Black Cat Blog

Thoughts, Stories, Ideas

A Horrible Night

I hate it when I have dreams about all of the things I have regretted doing and all of my personal failures. It’s even worse when you wake up in the middle of the night thinking that the nightmare is over, only to have it resume upon falling back to sleep. I know these dreams are definitely related to the inordinate amount of stress that I am currently feeling. Today needs to be an easy, relaxed day where I work on things/projects that provide enjoyment.

I do not think this week is going to be as bad as last week though. I believe it will be somehow just a little bit easier. I am not taking on any additional shifts at work, even if asked. While I know I need the money, I need to relax and recuperate so I do not have another week where I teeter on mental health collapse. It is incredibly hard to talk oneself down from the ledge once in a week, let alone three times. It was entirely too much.

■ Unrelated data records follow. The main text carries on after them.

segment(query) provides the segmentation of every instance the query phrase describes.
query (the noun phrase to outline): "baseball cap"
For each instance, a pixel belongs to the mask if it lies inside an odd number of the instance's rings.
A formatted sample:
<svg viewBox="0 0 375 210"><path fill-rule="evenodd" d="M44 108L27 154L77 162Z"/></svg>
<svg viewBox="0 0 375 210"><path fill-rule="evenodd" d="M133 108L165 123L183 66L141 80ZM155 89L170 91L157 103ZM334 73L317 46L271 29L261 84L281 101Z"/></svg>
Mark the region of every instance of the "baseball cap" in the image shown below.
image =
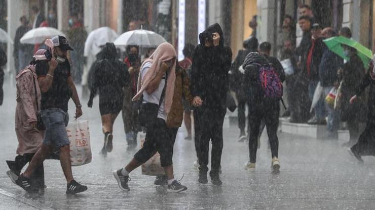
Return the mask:
<svg viewBox="0 0 375 210"><path fill-rule="evenodd" d="M73 48L69 45L69 42L66 38L63 36L56 36L52 38L54 46L58 46L64 50L73 50Z"/></svg>
<svg viewBox="0 0 375 210"><path fill-rule="evenodd" d="M313 24L313 26L311 27L312 29L323 29L323 27L322 27L322 26L319 25L319 23L314 23Z"/></svg>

I don’t know what I am going to do today. I think I have some grand plans in trying to start this free class on Intuit QuickBooks. I don’t know that I will have the concentration to do so, but if I do not try, I fail by default. I may even feel better for just getting one of the lectures completed. At the very least it will be something. I notice that I am feeling very angry right now. Explosively so! I don’t know why but my patience is nil. Being angry is easier than breaking down and crying.

I also have a feeling that I will be written up at work today. I was so mentally done on Friday that I called out of work. I didn’t even want to think about going in. So, I am waiting for the supervisor to hand me the write up form on Tuesday when I go in for my 10am-6pm shift. Of course I will refuse to sign it because I never sign those things. Maybe I should search for work today instead of trying to build a business.